I would suggest a new diaphram in the carb.
When they get old they tend to get harder and are less responsive.
I just went through that with my homelite and it and the following made a huge difference.
I think it cost about $8.

Also Im not sure of the Poulan but on my homelite the fuel lines that go into the tank are very soft. It is that ability to compress that creates the seal so I had to pull the line up about 2 mm to get to where the line was soft again.
After years of being in that posistion the line compressed and stayed that way and caused a vacumn and minor fuel leak under the carb.
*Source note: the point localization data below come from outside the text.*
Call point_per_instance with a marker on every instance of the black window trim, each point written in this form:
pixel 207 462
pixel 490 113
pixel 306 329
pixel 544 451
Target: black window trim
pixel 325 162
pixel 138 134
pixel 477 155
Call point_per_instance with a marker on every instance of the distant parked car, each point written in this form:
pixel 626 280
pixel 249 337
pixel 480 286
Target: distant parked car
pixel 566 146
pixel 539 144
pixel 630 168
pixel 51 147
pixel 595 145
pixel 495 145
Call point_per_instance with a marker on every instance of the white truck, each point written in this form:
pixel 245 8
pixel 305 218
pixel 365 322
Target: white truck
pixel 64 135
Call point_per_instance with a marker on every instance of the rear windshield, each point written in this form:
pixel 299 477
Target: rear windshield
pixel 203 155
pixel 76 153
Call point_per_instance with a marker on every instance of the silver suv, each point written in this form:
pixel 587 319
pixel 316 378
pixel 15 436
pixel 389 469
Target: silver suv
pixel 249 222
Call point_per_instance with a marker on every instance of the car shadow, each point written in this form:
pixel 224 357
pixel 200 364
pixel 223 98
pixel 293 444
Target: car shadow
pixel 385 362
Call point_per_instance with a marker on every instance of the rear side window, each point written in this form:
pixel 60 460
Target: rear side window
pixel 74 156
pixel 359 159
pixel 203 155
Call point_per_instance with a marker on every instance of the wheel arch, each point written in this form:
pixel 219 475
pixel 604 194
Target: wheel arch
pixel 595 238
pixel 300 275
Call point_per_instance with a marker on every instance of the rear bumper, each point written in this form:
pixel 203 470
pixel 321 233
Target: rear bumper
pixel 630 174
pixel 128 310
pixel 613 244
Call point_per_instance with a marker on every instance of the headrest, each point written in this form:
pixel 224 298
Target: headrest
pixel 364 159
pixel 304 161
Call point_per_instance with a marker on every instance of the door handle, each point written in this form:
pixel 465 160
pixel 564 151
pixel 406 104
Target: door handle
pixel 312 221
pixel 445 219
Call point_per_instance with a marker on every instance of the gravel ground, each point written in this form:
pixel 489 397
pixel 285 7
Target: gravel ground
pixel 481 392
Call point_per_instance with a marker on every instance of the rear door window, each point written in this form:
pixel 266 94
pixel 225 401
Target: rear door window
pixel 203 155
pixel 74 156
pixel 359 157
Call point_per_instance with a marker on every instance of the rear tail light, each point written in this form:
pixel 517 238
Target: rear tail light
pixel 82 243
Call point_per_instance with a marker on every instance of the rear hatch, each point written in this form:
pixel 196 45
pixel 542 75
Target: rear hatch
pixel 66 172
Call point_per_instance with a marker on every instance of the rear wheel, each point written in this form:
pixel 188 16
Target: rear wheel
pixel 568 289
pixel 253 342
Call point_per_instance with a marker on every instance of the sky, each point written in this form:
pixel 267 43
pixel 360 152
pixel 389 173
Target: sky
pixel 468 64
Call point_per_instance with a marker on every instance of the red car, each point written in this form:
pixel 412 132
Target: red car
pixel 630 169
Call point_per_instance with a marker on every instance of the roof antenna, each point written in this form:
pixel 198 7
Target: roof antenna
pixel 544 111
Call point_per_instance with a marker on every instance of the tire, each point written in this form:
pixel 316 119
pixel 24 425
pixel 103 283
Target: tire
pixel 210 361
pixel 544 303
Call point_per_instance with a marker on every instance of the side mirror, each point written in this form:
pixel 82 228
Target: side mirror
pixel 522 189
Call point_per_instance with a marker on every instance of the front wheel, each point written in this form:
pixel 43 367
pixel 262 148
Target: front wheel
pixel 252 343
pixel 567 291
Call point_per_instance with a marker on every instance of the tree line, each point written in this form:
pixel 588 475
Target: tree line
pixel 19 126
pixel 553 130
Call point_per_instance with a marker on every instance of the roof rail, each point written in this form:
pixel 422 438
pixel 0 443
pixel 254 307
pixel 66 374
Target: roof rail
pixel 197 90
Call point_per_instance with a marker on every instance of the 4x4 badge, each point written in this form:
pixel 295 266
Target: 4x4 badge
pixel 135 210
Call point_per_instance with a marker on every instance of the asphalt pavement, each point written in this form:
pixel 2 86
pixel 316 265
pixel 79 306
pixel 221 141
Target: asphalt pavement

One other thing that you can try is to turn the idle screw all the way in (be gentle) and count the turns. Then remove it and shhot some carb cleaner in there to make sure there is no varnish in there not allowing the idle circuit to work.


----------



## K-B (Oct 24, 2005)

If you own or have access to a compression tester, that's the first step of troubleshooting a 2 cycle engine. It should have a bare minimum of 90 psi, most chainsaws will have power loss at 125, trouble running at 115 and most will not run at all below 100. 
A quick & easy test if you don't have a compression tester is to make sure the spark plug is in tight, then pick up the saw by the starter handle. If the rope runs out quickly & smoothly, the compression is too low. If it comes out slowly and stops for a few seconds at compression, it's OK.
Other causes could be bad diaphragms, plugged carburetor, cracked fuel line, leaking seal or gasket.


----------